Y ahondando en el propio texto de esa Ley, nos encontramos con una referencia al deporte:

Artículo 29 Deportes

  1. Todos los programas públicos de desarrollo del deporte incorporarán la efectiva consideración del principio de igualdad real y efectiva entre mujeres y hombres en su diseño y ejecución.
  1. El Gobierno promoverá el deporte femenino y favorecerá la efectiva apertura de las disciplinas deportivas a las mujeres, mediante el desarrollo de programas específicos en todas las etapas de la vida y en todos los niveles, incluidos los de responsabilidad y decisión.

Es un único artículo de referencia al deporte, que tiene más que ver con un ejercicio programático, que con un elemento de vinculación. Aunque los artículos señalados con anterioridad son efectivos y efectistas en lo que estamos denunciando. Parece, por evidente, que poco o nada se ha hecho en ese elemento de integración y no discriminación en todos los niveles – al menos en el profesional-. De ahí que sigamos demandando algunas un campo laboral que dignifique a las mujeres deportistas. Y sea tan esquivo al cumplimiento del principio de igualdad entre hombres y mujeres deportistas profesionales.
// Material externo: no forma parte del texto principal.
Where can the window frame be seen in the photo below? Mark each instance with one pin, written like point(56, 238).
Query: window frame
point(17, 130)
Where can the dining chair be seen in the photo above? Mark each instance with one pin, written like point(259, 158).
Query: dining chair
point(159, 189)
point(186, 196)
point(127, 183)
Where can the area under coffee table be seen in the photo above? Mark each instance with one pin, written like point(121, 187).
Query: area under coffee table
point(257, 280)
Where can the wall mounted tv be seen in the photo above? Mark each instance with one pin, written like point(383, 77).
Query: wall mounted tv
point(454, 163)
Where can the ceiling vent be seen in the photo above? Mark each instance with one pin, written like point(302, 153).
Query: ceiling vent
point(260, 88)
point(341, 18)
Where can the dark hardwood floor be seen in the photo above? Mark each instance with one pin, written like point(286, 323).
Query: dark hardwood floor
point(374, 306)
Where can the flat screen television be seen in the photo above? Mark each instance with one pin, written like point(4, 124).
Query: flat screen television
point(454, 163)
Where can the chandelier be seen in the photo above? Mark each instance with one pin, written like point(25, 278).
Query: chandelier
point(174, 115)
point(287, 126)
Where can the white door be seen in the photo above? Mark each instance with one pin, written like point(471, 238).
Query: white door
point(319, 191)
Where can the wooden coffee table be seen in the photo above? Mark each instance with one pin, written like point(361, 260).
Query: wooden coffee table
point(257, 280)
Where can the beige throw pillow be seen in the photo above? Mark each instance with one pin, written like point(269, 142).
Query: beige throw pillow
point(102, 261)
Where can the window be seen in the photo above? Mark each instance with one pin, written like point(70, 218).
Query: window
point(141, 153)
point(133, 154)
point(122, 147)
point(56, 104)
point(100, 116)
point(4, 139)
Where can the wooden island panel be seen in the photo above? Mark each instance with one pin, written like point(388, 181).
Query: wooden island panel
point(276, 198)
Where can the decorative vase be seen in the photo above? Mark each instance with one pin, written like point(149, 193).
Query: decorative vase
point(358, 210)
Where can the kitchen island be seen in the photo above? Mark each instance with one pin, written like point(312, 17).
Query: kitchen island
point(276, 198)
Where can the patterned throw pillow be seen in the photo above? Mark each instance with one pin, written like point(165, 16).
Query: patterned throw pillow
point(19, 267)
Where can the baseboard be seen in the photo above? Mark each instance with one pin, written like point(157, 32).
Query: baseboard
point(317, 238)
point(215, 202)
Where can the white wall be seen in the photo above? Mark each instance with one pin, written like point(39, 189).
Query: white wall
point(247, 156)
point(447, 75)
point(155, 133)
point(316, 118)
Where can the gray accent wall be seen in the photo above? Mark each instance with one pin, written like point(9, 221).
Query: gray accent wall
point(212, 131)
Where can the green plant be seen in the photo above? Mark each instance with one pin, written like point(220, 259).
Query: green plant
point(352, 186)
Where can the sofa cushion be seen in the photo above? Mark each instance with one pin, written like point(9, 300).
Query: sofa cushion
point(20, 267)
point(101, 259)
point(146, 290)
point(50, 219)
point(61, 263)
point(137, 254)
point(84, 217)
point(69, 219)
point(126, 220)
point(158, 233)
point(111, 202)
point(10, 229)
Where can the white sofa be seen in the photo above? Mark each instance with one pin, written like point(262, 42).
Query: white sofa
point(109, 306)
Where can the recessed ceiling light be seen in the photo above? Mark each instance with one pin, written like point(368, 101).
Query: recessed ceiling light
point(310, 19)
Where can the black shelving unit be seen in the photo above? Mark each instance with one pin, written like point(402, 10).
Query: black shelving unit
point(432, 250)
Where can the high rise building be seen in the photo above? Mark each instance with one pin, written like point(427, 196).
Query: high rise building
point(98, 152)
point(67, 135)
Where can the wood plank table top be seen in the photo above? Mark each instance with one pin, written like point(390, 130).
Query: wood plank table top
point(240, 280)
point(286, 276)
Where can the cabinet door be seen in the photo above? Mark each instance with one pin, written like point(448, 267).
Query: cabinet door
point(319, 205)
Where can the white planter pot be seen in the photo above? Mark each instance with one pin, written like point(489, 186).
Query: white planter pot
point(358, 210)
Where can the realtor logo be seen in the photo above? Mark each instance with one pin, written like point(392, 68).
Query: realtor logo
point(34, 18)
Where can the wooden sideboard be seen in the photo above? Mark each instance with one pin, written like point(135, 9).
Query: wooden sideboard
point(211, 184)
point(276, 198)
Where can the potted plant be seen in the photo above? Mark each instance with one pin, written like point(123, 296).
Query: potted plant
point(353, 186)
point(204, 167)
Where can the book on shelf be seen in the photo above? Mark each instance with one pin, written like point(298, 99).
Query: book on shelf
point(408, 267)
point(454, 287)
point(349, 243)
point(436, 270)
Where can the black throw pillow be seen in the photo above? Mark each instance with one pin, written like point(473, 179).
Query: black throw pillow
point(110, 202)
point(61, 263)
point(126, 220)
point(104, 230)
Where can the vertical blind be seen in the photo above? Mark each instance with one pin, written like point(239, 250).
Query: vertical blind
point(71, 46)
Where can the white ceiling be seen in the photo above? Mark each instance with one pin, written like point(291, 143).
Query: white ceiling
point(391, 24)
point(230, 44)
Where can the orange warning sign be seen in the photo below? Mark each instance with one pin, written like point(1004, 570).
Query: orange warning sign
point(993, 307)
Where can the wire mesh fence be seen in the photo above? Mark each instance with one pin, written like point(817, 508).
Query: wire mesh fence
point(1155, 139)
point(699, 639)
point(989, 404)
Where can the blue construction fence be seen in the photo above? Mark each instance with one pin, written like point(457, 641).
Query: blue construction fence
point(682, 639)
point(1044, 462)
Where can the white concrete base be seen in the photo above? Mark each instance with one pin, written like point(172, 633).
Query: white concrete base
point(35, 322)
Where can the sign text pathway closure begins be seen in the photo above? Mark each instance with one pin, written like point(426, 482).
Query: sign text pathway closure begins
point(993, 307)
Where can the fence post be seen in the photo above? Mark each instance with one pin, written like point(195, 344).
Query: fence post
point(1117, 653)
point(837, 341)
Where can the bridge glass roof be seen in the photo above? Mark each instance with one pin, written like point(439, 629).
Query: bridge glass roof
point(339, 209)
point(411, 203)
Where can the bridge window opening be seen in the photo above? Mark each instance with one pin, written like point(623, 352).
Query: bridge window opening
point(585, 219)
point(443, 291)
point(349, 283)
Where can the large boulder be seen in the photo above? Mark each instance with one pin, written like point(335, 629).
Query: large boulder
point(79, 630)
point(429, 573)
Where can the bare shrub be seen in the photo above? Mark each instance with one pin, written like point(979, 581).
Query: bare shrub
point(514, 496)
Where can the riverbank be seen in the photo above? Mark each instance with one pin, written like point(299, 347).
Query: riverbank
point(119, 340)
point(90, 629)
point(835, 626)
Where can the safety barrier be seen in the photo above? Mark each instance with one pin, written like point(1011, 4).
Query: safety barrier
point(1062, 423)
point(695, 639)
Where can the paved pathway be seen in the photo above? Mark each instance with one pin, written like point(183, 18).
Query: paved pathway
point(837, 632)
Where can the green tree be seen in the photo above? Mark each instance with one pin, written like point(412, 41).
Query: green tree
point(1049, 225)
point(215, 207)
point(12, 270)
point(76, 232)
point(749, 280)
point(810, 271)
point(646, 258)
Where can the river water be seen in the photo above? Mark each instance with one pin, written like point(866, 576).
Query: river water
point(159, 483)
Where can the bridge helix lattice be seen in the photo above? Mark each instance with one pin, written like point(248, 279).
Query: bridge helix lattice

Una voluntad de cambiar este marco normativo ni ha existido, ni parece vislumbrarse en mor de un espacio que parece vetado solo a los mismos.

Ni siquiera se han implementado al efecto, lo establecido en el propio artículo 19 de la ley Orgánica, respecto a los informes de impacto de género. Aún más, ese relativismo de la igualdad en el deporte que es más de salón que de realidad, no ha tenido ni el referente, por ejemplo, de políticas bien instrumentalizadas en países como los anglosajones, con subvenciones limitadas y preventivas, hasta en los ámbitos privados del mundo académico, si son programas que conllevan discriminación por no ofrecer y acceder al mismo trato los chicos y las chicas deportistas.